In the film “Deej,” part of the Reel Mind Series currently playing at the Cinema Theater in Rochester New York, we meet D.J. (Deej) Savarese, a brilliant, nonspeaking autistic young man who with the aid of a computer advocates full inclusion for people with disabilities. First impressions might indicate otherwise – Deej sometimes jumps in rapid succession, or flaps his hands, or avoids eye contact to tune out distractions crowding his beautiful mind.  As we get to know him and his family, we strip away those initial assumptions and deeply connect.

A recent study by researchers at University College, London, and Harvard found that knowing someone’s political affiliation interrupted and interfered with their ability to assess those people’s expertise in other, unrelated domains. In other words, if we contract with a plumber, accountant or therapist, our ability to judge their competence diminishes when we discover their political affiliation is different from our own.

We are quick to notice difference…too tall, too short, too gay, too ambiguous to ascribe gender… and the assumption we carry about difference puts distance between us. Since these unconscious assumptions are so prevalent and easy to admit to if we think about any of our recent behaviors, why is it so difficult to recognize the same distortion or bias when it comes to race and racism?  

The disconnect between our assumption as white people that race is not an issue and the painful reality of black experience, both personal and institutional, are ingrained by centuries of privilege, power and entitlement. We need to get past the first barrier “I am not the problem.” 
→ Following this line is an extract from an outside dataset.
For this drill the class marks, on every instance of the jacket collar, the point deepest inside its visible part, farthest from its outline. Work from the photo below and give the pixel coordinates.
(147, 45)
Examples of mistreatment of blacks and other people of color simply by being in white people’s space flood the media every day. This is not their problem. Let’s own it. Instead of pointing our finger outward, we might look inward and explore the roots of our discomfort. It takes courage to do that. It’s painful. Avoidance only kicks the can further down the road, festering resentment and outrage. 

In the instant between stimulus and response, there is space enough to begin. The first step is acknowledging our awkwardness and how easily we deny it. Facing it is tough. Here’s where to apply words like fight, resist, undermine and overcome – not pointing to those we’ve tagged as ‘other,’ but to our own inner work that awaits our attention.

 It takes courage to relax into the complexity of difference and welcome its many manifestations. Reading and research is one way to learn about our history of misinformation and truth telling. But the richest opportunities unfold in our interactions with one another. When we notice that first twinge of awkwardness, challenge it. Sense the discomfort and move into it.

When it seems easier to withdraw than engage, engage anyway. Drop the pretense of having to be in control and allow yourself to be vulnerable enough to be honest. Be prepared for the long haul. People who’ve been dismissed, ignored and mistreated time and again will test your good will. They will not be easily taken in.

 You will make mistakes, lots of them. Apologize and begin again, not because they are black, or Muslim, trans, or immigrant, but because you see something in them that is unique and filled with possibility. It is no more than what you hope they will come to see in you.